Social Science and Medicine 48 (1999) 1449-1462
Programmes costing millions of dollars to address 'posttraumatic stress'
in war zones have been increasingly
prominent in humanitarian aid operations, backed by UNICEF, WHO, European
Community Humanitarian Office
and many nongovernmental organisations. The assumptions underpinning this
work, which this paper critiques with
particular reference to Bosnia and Rwanda, reflect a globalisation of Western
cultural trends towards the
medicalisation of distress and the rise of psychological therapies. This
paper argues that for the vast majority of
survivors posttraumatic stress is a pseudocondition, a reframing of the understandable
suffering of war as a
technical problem to which short-term technical solutions like counselling
are applicable. These concepts aggrandise
the Western agencies and their 'experts' who from afar define the condition
and bring the cure. There is no evidence
that war-affected populations are seeking these imported approaches, which
appear to ignore their own traditions,
meaning systems, and active priorities. One basic question in humanitarian
operations is: whose knowledge is
privileged and who has the power to define the problem? What is fundamental
is the role of a social world,
invariably targeted in today's 'total' war and yet still embodying the collective
capacity of survivor populations to
mourn, endure and rebuild.
Because of copyright reasons I can not publish the entire article here, although
I think that it is not correct that Dr. Summerfield does not make this article
available on the Internet
Since it is essential for the debate, I will however cite here the seven
assumptions as Dr. Summerfield analyses them.

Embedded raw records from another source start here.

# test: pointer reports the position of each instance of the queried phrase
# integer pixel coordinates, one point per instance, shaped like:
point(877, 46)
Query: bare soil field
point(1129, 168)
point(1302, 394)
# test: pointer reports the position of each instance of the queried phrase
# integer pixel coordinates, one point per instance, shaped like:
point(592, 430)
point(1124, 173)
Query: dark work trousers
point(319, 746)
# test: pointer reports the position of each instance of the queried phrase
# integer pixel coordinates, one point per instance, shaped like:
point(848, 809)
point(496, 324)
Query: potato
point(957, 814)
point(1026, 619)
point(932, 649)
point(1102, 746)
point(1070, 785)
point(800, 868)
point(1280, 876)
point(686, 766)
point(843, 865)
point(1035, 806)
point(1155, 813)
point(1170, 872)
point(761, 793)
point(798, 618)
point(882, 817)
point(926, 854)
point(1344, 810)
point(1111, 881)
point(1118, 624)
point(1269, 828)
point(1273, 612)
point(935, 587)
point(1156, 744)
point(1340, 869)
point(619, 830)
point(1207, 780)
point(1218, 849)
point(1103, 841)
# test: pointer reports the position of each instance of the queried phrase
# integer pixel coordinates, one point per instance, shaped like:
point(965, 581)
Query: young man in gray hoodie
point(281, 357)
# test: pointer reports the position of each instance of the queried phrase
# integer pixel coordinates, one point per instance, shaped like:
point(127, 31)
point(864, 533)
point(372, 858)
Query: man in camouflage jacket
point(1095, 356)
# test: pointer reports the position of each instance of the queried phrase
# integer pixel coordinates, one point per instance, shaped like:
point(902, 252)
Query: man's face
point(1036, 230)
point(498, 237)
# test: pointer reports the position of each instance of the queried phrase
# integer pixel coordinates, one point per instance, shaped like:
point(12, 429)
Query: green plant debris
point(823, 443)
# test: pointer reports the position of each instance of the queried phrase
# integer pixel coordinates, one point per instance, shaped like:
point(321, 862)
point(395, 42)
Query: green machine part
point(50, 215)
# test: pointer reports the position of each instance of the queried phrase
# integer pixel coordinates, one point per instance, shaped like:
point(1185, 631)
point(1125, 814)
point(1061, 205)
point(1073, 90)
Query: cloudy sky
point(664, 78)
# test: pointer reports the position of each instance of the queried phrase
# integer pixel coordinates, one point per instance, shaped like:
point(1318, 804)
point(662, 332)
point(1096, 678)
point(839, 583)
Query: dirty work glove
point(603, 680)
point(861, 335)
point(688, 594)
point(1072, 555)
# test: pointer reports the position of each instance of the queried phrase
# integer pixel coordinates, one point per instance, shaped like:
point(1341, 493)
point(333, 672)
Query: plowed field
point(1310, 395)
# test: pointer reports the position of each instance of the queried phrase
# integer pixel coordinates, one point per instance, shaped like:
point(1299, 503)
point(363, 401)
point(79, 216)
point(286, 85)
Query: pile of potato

It is important that it is understood that Dr. Summerfield criticizes each
of these assumptins in a documented way, and I think 'the field' has to respond
to these critical remarks in a convincing way before it can move on to impose
itself in communities after armed conflict. With 'a convincing way'
I mean that it either gives arguments to refute Dr. Summerfields remarks,
and does so in an open debate with Dr. Summerfield, or, that it adjusts it's
assumptions to defendable ones, and remodels the intervention projects accordingly.
behind current psychological trauma programmes:
- Experiences of war and atrocity are so extreme and distinctive that
they do not just cause suffering, they cause 'traumatisation'.
- There is basically a universal human response to highly stressful
events, captured by Western psychological frameworks.
- Large numbers of victims traumatized by war need professional help.
- Western psychological approaches are relevant to violent conflict
worldwide. Victims do better if they emotionally ventilate and 'work through'
- There are vulnerable groups and individuals who need to be specifically
targeted for psychological help.
- Wars represent a mental health emergency: rapid intervention can
prevent the development of serious mental problems, as well as subsequent
violence and wars.
- Local workers are overworked and may themselves be traumatized.